I am currently earning circa 32k and would have 38 years service at 65.

I am in two minds about which plan to choose, stay on the DC with 15% contributions or change to the hybrid scheme where I would be paying 5% of salary less state benefit.

Any advise on which would be more beneficial would be greatly appreciated.
 
The DB is a guaranteed pension at retirementent, versus the DC scheme which is completely open to the market monements/Investment return, Id advise the DB option myself as very few companies are actually offering this due to the reason it can be very costly for companies if certain returns are not met, quite surprising to be honest..
 
There are a lot of ifs and buts on this. Based on your age and salary and assuming the deductible is 1x state pension, the DC should be more beneficial to you, based on the current assumptions for projections, but as the previous poster says you will take all the risk on the investment side, whereas with DB the employer takes the risk.

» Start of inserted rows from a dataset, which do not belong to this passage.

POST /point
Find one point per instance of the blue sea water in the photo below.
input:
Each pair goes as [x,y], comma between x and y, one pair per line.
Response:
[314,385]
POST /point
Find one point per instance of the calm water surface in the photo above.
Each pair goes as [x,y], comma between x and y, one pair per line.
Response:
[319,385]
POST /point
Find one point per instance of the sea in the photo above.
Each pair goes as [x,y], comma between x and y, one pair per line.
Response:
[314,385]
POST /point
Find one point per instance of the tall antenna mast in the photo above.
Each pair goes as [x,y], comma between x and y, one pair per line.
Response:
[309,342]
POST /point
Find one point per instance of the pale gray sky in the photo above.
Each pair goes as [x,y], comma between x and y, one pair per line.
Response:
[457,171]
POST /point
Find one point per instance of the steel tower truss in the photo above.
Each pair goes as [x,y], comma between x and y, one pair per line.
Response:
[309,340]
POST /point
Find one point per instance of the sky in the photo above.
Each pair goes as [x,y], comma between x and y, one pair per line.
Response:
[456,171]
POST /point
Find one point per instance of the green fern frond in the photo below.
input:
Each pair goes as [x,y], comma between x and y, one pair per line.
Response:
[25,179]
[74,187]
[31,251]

You will be paying much less in employee conts for the DB, so if you decide to go that route then the extra shoudl be set aside as an AVC.

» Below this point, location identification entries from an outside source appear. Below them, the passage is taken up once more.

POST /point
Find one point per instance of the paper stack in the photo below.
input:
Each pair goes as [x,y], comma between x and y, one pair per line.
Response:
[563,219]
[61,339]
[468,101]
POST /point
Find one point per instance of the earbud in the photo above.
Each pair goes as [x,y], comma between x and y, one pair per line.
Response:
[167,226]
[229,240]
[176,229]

What is the deductable on the DB scheme? Is it one times state pension or 1.5 times state pension?

Is this a current DB scheme or a brand new one. If it is a current one, what is the current funding level? And how secure is the employer?

DB may be seen as guaranteed, but the big problem is that if the employer goes belly up or winds up the scheme there is a chance you could be left with very little or nothing. Any pensions currently being paid would have first call on the money.

With DC, the pot of money is yours no matter what happens. Of course currently with markets at a low, the pot of money may be worth less than put in but pensions are a longterm investment, and you still have 38 years to go.

Also - is this a one-off choice you have, or can you join up at some stage in the future?